CHARLENE KLEIN TAKES COMMAND
Who is this woman and what is she doing sitting at the helm of the “ship of Lake Geneva” at this most critical time? So many things are on the table. The trouble with raising revenue for a short budget that can only get shorter before any real fixes can be made. Parking is free for the foreseeable future. The
tax base will be shorn of full expected contributions as the Coronavirus shut down continues to burn its way into every citizen’s heart, wallet, and purse. Money is short for the city and it is about to get a whole lot shorter if the shutdown is not lifted very soon. There is a plan under discussion in Washington to bail out small towns, villages, and cities the size of Lake Geneva, but the number of these small communities across the nation is more than 14,000.

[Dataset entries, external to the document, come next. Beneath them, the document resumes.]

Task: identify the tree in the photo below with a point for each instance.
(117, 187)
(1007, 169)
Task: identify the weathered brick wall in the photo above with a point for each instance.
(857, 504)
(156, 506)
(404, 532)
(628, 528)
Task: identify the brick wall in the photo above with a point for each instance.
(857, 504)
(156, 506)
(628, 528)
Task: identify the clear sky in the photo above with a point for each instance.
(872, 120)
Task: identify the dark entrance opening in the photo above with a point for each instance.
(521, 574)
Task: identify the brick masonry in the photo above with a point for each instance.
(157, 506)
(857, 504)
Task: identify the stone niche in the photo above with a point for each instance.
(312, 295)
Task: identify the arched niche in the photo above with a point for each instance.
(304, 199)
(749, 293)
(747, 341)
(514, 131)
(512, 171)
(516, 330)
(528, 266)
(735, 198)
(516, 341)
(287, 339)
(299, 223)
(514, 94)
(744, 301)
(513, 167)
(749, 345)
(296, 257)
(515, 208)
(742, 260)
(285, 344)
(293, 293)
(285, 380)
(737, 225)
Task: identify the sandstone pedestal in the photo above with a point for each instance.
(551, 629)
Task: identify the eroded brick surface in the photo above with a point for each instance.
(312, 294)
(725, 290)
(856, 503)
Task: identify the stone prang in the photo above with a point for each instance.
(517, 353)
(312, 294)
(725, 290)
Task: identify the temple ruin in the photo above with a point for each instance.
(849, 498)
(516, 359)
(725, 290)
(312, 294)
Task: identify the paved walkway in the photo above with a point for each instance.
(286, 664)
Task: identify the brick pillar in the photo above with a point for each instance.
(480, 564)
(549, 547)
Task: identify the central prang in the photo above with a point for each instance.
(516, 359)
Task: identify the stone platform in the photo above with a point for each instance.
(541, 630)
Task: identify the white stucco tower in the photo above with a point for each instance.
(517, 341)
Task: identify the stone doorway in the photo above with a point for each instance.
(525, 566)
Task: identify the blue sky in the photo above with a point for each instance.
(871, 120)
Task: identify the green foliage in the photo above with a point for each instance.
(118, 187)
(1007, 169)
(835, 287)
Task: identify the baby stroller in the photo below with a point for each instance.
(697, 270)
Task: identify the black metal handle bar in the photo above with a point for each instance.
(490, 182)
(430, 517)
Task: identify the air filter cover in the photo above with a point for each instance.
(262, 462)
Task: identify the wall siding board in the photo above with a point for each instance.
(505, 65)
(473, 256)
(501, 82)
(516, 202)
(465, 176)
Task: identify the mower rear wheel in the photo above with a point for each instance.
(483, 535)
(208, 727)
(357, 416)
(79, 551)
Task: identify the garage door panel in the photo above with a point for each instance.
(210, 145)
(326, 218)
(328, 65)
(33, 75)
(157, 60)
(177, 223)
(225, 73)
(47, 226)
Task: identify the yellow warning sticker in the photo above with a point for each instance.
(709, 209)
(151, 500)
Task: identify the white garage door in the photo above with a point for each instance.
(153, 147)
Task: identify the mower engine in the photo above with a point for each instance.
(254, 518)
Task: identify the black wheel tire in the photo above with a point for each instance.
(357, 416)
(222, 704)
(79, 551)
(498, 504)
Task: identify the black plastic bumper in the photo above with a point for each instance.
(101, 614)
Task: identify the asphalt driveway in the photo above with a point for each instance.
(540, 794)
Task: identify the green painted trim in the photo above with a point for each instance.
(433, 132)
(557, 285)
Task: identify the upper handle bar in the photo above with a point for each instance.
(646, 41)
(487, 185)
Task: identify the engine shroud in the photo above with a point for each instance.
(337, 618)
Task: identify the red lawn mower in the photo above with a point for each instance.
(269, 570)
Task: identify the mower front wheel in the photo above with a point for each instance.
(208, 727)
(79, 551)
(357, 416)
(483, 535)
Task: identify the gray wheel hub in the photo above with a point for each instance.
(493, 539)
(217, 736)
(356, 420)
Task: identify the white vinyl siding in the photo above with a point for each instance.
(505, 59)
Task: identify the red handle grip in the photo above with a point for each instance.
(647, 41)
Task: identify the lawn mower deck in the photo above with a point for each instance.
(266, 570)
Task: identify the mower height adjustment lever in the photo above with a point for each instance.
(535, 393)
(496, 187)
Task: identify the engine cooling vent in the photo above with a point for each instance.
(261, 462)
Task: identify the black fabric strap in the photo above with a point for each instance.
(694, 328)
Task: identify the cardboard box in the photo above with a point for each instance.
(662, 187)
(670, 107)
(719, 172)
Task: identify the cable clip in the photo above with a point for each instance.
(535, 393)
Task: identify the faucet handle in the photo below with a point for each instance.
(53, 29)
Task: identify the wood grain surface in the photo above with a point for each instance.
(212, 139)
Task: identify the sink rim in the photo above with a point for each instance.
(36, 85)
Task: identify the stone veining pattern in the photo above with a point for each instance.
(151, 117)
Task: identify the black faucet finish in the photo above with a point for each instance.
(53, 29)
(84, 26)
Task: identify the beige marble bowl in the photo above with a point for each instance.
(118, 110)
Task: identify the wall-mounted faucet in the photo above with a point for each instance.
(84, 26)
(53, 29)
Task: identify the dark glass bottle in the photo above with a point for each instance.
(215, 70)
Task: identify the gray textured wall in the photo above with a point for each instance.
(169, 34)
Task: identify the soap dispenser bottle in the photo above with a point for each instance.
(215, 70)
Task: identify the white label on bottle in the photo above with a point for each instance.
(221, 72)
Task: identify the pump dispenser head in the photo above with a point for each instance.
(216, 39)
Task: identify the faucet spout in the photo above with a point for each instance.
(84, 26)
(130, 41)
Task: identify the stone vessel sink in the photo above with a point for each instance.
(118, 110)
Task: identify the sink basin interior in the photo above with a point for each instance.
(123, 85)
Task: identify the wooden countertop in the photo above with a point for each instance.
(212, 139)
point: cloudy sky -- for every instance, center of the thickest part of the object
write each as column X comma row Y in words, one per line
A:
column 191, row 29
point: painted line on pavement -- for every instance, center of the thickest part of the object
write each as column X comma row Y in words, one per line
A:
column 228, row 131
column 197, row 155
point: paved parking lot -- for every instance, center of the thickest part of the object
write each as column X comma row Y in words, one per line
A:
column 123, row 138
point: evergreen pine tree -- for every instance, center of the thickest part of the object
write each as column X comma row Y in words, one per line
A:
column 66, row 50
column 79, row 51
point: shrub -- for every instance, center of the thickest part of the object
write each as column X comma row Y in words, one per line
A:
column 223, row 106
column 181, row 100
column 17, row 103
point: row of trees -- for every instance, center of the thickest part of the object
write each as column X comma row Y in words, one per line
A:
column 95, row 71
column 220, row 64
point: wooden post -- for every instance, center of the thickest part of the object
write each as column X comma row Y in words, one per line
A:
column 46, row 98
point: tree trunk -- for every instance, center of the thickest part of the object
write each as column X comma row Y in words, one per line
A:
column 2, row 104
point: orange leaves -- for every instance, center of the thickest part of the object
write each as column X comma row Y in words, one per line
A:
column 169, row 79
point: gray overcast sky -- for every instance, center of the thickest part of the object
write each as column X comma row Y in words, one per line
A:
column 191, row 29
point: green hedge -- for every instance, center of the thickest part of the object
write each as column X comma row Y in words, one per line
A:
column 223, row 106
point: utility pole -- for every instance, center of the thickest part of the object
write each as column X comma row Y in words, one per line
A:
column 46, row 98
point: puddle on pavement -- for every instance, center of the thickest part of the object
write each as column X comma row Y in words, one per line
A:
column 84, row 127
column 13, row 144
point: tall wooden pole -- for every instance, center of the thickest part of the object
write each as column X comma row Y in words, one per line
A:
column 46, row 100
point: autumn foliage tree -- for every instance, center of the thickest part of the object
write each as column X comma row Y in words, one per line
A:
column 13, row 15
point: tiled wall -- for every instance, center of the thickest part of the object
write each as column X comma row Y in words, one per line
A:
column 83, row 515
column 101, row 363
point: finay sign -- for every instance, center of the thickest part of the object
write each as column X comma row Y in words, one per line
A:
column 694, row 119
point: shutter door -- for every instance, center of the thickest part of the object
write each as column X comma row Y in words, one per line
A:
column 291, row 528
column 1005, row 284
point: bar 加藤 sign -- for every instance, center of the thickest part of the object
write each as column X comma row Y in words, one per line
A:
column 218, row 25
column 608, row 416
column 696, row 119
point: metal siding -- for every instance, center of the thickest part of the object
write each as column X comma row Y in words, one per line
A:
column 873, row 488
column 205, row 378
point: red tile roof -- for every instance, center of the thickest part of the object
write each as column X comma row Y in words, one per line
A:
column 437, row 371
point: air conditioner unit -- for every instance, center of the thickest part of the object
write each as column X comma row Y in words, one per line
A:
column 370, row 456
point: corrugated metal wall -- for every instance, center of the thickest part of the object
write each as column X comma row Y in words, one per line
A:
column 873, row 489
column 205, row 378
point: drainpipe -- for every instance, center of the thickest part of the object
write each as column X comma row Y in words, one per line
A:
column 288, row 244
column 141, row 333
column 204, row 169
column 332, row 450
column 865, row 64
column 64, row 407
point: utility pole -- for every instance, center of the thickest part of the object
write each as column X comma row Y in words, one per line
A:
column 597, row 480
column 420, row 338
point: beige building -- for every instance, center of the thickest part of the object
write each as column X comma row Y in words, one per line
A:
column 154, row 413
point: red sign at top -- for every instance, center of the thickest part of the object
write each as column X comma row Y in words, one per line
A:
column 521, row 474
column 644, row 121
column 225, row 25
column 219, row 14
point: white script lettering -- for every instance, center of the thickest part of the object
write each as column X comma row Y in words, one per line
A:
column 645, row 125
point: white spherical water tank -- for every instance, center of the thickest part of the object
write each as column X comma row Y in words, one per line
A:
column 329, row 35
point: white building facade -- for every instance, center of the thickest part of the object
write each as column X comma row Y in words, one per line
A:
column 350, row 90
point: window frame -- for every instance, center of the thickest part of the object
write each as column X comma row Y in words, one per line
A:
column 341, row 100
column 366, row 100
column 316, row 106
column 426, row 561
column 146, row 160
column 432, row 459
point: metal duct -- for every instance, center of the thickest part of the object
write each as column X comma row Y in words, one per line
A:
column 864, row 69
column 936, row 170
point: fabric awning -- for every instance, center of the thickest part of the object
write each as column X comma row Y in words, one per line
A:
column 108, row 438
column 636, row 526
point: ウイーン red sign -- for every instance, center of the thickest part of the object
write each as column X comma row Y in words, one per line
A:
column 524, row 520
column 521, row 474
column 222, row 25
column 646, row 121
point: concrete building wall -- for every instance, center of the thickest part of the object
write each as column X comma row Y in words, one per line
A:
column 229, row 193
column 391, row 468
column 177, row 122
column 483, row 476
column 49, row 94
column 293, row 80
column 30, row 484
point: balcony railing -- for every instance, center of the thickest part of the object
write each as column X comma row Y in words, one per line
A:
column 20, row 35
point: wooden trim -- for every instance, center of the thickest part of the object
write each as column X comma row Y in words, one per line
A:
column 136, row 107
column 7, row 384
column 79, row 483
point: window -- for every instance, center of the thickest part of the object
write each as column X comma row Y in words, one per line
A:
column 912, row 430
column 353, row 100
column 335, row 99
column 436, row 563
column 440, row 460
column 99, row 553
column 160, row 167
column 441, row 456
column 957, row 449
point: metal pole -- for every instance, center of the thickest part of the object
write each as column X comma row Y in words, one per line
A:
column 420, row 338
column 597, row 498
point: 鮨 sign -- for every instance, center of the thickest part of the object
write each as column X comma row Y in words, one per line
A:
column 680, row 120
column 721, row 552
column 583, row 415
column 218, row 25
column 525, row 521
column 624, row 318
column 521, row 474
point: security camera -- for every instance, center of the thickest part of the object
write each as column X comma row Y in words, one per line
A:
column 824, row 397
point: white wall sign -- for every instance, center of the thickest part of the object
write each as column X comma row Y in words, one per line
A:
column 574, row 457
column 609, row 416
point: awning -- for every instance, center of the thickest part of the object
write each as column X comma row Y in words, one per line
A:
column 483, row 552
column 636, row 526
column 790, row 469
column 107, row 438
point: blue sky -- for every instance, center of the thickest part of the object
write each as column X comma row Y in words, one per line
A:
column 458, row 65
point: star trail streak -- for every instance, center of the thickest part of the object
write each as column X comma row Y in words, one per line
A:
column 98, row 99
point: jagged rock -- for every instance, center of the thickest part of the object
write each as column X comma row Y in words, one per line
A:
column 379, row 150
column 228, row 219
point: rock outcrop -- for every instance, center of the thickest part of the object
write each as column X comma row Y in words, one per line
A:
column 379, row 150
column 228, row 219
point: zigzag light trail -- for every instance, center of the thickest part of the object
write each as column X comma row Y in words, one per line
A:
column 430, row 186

That’s not only a lot of communities to bail out, administratively, it would also take a ton of money. Lake Geneva has reserves, in that it is authorized to borrow up to fifty million dollars, and some of that amount is already borrowed. Charlene’s background is sterling in that she was, prior to retiring, regional marketing director of the Casa de Campo Resort in the Dominican Republic. That’s a large resort. She went on to serve as president of the Chicago Chapter of the Caribbean Tourism Board. Charlene also held a seat on the International Board of Directors, which covered the entire Caribbean region. Her television series: “Destinations,” won a great deal of popularity for Charlene from viewers and also won the top award for that kind of show. This new mayor has credentials, intellect and a great sense of what is going on in Lake Geneva. Her job, being in charge of Lake Geneva’s Horticultural Hall on Broad Street adds terrific background to her credentials. And being the president of the board of the Friends of Hillmoor is a wonderful thing too.
Charlene will be helping make the final decision about the comprehensive plan and Hillmoor. Whom better to sit in that position? One of the bigger questions that will be answered very soon is who will she pick to sit on the important committees and commissions for the city. Many committees and commission jobs are coming up for expiry, the main one being that of Jordan, the city’s former city administrator, who sits on the police and fire commission. It will be interesting to see, in May when Jordan’s tenure is up for that commission, whether he will go quietly into that good night. The four big issues facing Charlene have now turned into five, with the fifth being by far the largest.
The four issues, the main ones Charlene ran for office to halt, are the conversion of Wrigley Drive into a park, the move of the boat dock and launch area from downtown to Maytag Pond, the closing of South Lake Shore Drive and the moving of it inland along the stretch of beautiful highway at BigFoot Beach, and finally, the high-density development of the Hillmoor property at the east end of town. The fifth giant issue is, of course, the Coronavirus, and all of its ramifications. Tom Hartz might be feeling a bit of relief since he no longer has to carry the burden of guiding the community through the great difficulties that this disease, and its effects, shower down on all of Lake Geneva. There is no part of the city that will be spared the lash of this virus, or the culture’s response to this virus.